Ela comenta que atualmente há uma grande discrepância entre os alunos de ensino superior, em que alguns alunos até nunca foram em uma exposição de arte, em uma peça teatral, nem leram um livro; a acumulação de conhecimento é pouquíssima.

A massa estudantil não se mobiliza. Quem é que vai se sobrepujar? O setor burocrático e administrativo de organizações como os Centros Acadêmicos por exemplo.
Quando não se tem apoio da base no sentido de mobilização, a burocracia torna-se um poder. Se não há mobilização, atua-se burocraticamente.

E os alunos que não são mobilizados deviam ser questionados; “se não quer discutir as grandes questões políticas do seu tempo, então discuta a micro, que também é importante.”

Ela diz que alguns grupos ainda estão na visão Leninista, não fizeram a crítica. 
Aquela Rússia czarista e camponesa era baseada no direito divino, como não seria um partido clandestino de vanguarda?
Para ela, Rosa Luxemburgo já fez uma crítica na época, não precisava que o muro de Berlin caísse.
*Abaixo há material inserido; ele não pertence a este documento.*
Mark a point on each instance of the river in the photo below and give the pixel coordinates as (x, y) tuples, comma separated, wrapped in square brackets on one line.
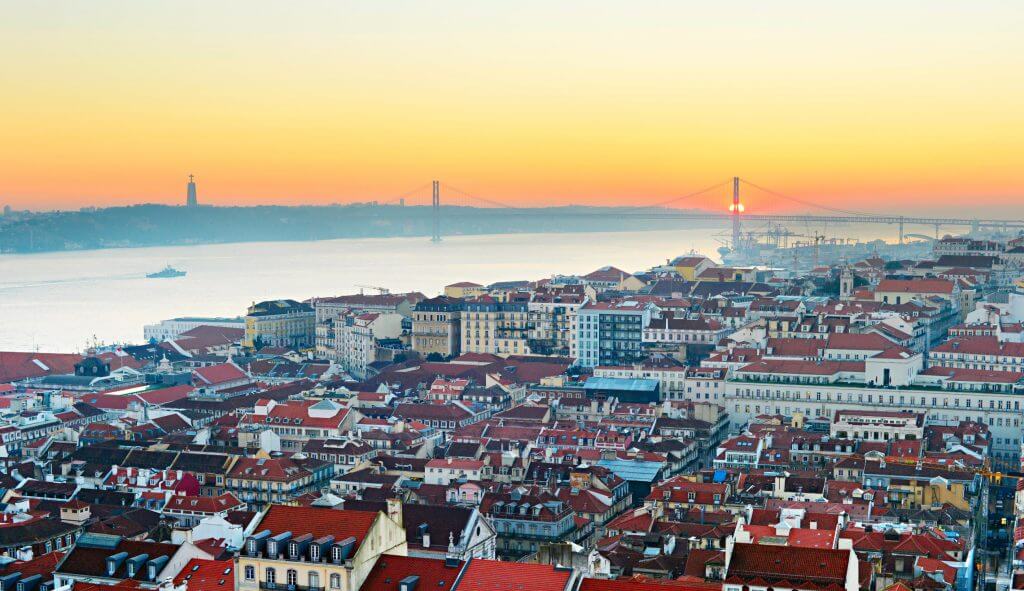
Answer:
[(61, 301)]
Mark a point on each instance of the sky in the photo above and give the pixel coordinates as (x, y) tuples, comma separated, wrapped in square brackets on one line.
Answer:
[(883, 107)]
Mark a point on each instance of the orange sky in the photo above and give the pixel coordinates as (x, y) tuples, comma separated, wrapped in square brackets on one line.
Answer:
[(879, 107)]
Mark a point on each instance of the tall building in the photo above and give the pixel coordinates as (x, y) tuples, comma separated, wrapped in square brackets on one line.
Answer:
[(192, 200)]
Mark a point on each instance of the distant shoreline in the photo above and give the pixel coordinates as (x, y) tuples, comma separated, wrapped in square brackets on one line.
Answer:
[(156, 225)]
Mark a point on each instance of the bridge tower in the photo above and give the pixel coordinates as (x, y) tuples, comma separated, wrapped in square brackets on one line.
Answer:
[(734, 210), (436, 204), (190, 199)]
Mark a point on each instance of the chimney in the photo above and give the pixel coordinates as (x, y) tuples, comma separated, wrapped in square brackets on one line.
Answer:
[(394, 510)]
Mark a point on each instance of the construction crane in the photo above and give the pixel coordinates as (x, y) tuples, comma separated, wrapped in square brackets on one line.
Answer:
[(381, 290)]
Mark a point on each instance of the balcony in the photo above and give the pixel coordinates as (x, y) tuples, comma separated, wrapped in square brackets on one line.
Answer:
[(287, 587)]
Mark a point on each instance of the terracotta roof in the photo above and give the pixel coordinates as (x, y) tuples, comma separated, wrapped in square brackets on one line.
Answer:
[(915, 286), (482, 575), (641, 584), (203, 575), (219, 374), (793, 563), (317, 520)]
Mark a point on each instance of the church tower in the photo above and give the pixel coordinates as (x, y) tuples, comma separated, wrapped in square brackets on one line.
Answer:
[(192, 200), (846, 283)]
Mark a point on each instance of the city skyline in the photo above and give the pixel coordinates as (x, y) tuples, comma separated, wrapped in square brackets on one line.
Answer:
[(892, 108)]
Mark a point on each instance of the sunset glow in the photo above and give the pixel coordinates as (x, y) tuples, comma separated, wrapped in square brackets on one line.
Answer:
[(878, 106)]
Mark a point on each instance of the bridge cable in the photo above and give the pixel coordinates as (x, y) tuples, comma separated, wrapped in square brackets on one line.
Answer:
[(808, 203)]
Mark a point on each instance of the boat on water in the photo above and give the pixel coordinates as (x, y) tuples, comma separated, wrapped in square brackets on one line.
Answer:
[(167, 271)]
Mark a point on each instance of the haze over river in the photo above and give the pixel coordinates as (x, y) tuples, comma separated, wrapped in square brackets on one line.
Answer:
[(59, 301)]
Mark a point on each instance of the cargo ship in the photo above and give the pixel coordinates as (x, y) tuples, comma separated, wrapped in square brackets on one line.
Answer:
[(167, 271)]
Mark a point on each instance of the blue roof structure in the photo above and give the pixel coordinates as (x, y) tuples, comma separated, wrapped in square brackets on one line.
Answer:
[(633, 470), (622, 384)]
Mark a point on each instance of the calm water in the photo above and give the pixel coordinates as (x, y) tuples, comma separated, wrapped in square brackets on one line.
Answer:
[(59, 301)]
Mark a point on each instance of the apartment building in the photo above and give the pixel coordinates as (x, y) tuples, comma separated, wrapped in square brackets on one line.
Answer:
[(611, 333), (316, 548), (280, 324), (493, 326), (437, 327)]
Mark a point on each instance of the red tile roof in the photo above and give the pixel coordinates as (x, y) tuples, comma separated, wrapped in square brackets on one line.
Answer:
[(638, 584), (389, 571), (18, 366), (219, 374), (207, 575), (482, 575), (915, 286), (164, 395), (320, 521), (225, 502), (792, 563)]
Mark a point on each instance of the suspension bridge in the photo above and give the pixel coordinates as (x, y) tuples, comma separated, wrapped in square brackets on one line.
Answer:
[(735, 215)]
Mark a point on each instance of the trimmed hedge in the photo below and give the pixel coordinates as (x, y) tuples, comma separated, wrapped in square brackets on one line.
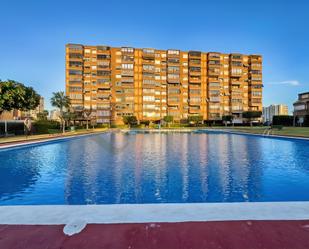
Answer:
[(44, 126), (285, 120)]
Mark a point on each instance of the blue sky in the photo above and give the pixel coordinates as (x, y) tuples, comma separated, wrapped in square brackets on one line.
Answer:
[(34, 34)]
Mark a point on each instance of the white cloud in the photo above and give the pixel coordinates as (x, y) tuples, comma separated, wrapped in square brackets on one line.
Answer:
[(287, 82)]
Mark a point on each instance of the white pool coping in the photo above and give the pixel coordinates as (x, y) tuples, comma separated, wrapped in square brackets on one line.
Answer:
[(44, 140), (150, 213)]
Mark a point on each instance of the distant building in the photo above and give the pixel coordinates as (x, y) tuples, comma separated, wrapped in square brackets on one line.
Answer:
[(54, 115), (274, 110), (301, 107), (10, 115), (18, 115), (34, 113), (149, 83)]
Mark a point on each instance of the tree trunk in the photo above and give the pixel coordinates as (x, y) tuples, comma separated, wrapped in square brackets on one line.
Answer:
[(63, 126)]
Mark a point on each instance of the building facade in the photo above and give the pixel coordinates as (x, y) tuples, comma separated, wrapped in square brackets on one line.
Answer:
[(34, 113), (150, 83), (301, 108), (17, 114), (274, 110)]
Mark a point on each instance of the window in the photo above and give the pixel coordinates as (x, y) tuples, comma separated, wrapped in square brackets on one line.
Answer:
[(127, 66), (75, 72), (173, 52), (254, 93), (127, 50), (236, 71), (214, 84), (148, 98), (76, 96)]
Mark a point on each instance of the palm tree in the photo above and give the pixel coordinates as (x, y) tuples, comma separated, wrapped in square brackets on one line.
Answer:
[(61, 101)]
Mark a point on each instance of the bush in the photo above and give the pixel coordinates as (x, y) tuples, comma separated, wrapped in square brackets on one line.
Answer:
[(306, 121), (279, 127), (45, 126), (285, 120)]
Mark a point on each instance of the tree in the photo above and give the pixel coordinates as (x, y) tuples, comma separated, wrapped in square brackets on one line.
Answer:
[(42, 115), (168, 119), (61, 101), (15, 95), (87, 115), (227, 118), (130, 120), (195, 119), (251, 115)]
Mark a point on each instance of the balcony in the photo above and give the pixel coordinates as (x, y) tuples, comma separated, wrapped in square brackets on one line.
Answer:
[(104, 86), (195, 80), (213, 72), (173, 61), (127, 50), (194, 54), (103, 49), (255, 59), (236, 72), (75, 56), (236, 57), (173, 53), (103, 57), (215, 99), (127, 73), (213, 56), (214, 63)]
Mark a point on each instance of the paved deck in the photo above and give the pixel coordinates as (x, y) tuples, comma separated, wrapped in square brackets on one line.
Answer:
[(193, 235)]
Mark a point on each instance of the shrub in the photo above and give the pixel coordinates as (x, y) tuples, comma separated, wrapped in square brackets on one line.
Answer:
[(285, 120), (130, 120), (43, 126)]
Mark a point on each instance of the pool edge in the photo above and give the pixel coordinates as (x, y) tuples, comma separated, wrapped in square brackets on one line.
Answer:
[(145, 213)]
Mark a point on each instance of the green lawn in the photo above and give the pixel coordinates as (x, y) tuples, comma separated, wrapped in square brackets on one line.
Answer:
[(286, 131), (46, 136)]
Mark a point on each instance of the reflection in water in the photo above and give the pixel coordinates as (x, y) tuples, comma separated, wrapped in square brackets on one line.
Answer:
[(153, 168)]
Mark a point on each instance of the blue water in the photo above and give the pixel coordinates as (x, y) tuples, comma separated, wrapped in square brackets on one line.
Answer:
[(156, 168)]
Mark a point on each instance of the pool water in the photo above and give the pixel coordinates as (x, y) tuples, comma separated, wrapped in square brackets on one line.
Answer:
[(138, 167)]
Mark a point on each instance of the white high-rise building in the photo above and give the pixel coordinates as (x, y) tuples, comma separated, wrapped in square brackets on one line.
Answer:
[(274, 110)]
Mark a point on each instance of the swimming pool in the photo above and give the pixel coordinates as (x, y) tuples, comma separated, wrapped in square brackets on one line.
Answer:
[(117, 167)]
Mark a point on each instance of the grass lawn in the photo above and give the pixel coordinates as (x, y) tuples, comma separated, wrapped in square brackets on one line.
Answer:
[(286, 131), (44, 136)]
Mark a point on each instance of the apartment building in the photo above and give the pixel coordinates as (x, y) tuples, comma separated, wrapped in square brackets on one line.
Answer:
[(150, 83), (274, 110)]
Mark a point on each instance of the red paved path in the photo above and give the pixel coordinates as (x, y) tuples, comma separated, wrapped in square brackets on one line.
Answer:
[(193, 235)]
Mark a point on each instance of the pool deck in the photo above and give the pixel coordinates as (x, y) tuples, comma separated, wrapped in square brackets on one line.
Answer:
[(195, 226), (193, 235), (209, 225)]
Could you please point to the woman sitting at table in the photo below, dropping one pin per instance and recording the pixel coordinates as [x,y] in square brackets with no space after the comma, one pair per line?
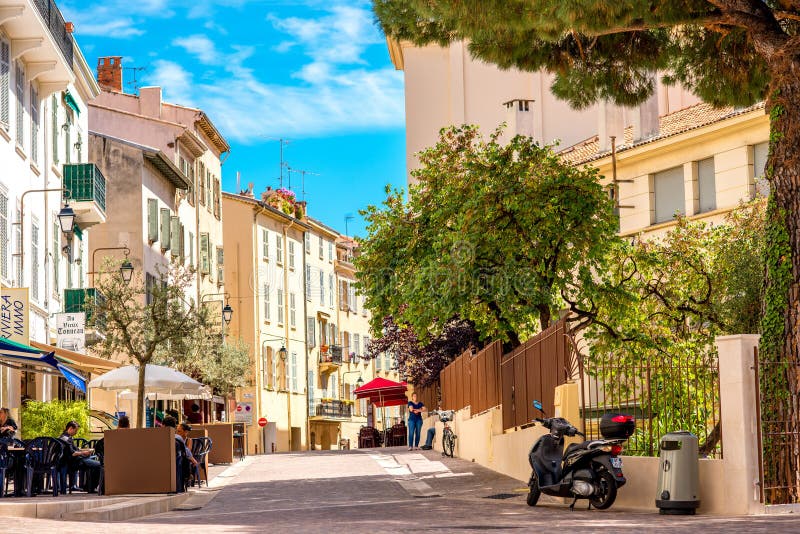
[79,459]
[8,427]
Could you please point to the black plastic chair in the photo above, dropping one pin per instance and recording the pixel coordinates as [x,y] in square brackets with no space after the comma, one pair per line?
[42,456]
[200,448]
[181,482]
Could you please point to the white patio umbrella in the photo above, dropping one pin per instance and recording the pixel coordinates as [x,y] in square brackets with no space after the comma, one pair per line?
[162,383]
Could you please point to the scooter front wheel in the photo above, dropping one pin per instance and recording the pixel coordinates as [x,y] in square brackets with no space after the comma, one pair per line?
[607,491]
[534,492]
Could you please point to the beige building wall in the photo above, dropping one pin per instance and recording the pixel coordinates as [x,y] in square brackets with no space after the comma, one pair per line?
[446,86]
[264,279]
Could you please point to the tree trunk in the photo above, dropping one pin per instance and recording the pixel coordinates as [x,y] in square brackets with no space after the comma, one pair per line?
[140,397]
[780,347]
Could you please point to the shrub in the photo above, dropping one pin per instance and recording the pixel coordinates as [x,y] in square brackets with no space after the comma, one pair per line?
[50,418]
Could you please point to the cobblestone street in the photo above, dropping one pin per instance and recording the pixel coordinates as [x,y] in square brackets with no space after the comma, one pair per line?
[392,490]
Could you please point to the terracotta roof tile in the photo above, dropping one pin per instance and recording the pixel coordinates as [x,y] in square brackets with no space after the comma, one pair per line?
[676,123]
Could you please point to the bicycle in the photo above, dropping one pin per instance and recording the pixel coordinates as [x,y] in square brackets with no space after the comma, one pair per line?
[448,436]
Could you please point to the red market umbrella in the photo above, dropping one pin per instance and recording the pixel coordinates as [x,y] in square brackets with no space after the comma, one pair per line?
[383,392]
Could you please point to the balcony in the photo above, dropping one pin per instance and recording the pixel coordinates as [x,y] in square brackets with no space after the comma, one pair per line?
[86,186]
[332,409]
[330,359]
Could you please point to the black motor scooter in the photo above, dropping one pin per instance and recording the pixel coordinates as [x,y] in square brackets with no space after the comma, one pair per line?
[590,470]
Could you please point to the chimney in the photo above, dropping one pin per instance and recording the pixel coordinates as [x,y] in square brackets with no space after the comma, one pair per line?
[519,117]
[109,73]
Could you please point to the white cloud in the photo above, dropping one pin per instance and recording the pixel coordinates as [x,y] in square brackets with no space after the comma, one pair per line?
[200,46]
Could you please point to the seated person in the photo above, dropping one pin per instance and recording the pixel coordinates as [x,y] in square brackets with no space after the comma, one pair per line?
[8,427]
[79,459]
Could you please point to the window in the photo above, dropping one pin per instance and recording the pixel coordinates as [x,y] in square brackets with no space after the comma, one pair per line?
[209,191]
[217,205]
[35,261]
[760,154]
[19,71]
[669,194]
[166,234]
[205,254]
[266,301]
[311,334]
[191,249]
[308,282]
[4,246]
[53,126]
[706,185]
[5,83]
[266,367]
[220,266]
[34,125]
[175,236]
[293,372]
[152,220]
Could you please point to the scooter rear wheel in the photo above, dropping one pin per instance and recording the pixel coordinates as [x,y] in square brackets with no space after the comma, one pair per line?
[608,491]
[534,492]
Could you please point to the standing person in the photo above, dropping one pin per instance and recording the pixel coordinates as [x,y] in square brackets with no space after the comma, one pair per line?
[8,427]
[415,410]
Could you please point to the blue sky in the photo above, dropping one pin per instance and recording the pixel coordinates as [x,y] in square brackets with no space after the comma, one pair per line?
[314,72]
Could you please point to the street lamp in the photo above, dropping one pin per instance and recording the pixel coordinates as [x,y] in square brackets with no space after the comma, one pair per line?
[227,313]
[66,219]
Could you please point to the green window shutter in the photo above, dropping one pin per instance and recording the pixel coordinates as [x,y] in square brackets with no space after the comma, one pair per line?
[165,229]
[152,220]
[204,254]
[175,236]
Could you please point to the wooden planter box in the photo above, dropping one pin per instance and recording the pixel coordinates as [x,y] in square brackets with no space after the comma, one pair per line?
[139,460]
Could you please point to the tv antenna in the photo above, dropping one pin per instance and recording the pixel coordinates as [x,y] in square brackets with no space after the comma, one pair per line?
[303,183]
[135,82]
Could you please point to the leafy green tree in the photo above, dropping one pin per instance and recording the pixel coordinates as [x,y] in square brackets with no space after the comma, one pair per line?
[654,338]
[728,52]
[146,323]
[492,233]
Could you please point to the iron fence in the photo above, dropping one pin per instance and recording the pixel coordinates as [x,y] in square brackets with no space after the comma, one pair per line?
[664,396]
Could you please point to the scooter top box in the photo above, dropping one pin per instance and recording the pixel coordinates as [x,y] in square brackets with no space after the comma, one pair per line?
[617,426]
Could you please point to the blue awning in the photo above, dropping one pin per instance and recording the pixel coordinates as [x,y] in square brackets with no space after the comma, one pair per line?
[25,358]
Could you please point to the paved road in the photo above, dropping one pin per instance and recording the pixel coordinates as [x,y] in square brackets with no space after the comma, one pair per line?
[380,491]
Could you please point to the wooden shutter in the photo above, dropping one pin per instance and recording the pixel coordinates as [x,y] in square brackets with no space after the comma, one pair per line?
[175,236]
[311,334]
[204,254]
[165,229]
[152,220]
Mas também não era que os russos estavam fazendo tudo errado, mas devido às condições materiais e sociais da sociedade da época.

- As Mudanças

Continuando sobre Lênin ela comenta a história de que quando ele não estava na Rússia, pouco antes da Revolução escreveu uma carta dizendo que a Revolução demoraria uns 50 anos para acontecer, e 2 anos depois, estourava a Revolução nas ruas da Rússia.

Portanto, na movimentação social há alguma coisa meio subterrânea que não há teoria que consiga captar, porque há contradições e ambigüidades que vão se acirrando e não há como captar, prever exatamente.

Para mudanças, você tem que ter as contradições se acirrando, que já dizia Marx. E a partir disso, se não haver liderança você não transforma nada, vai para o caos. Lembrando que não dá para captar o potencial de mudança, uma mudança em um sentido mais profundo, não necessariamente uma Revolução.

Ela comenta o caráter internacional do marxismo, em que ele já dizia que só existiria a possibilidade das condições sociais se acirrarem quando o planeta inteiro fosse capitalista ou subordinado ao capital, que é algo que estamos começando a chegar agora. O Capital é internacional.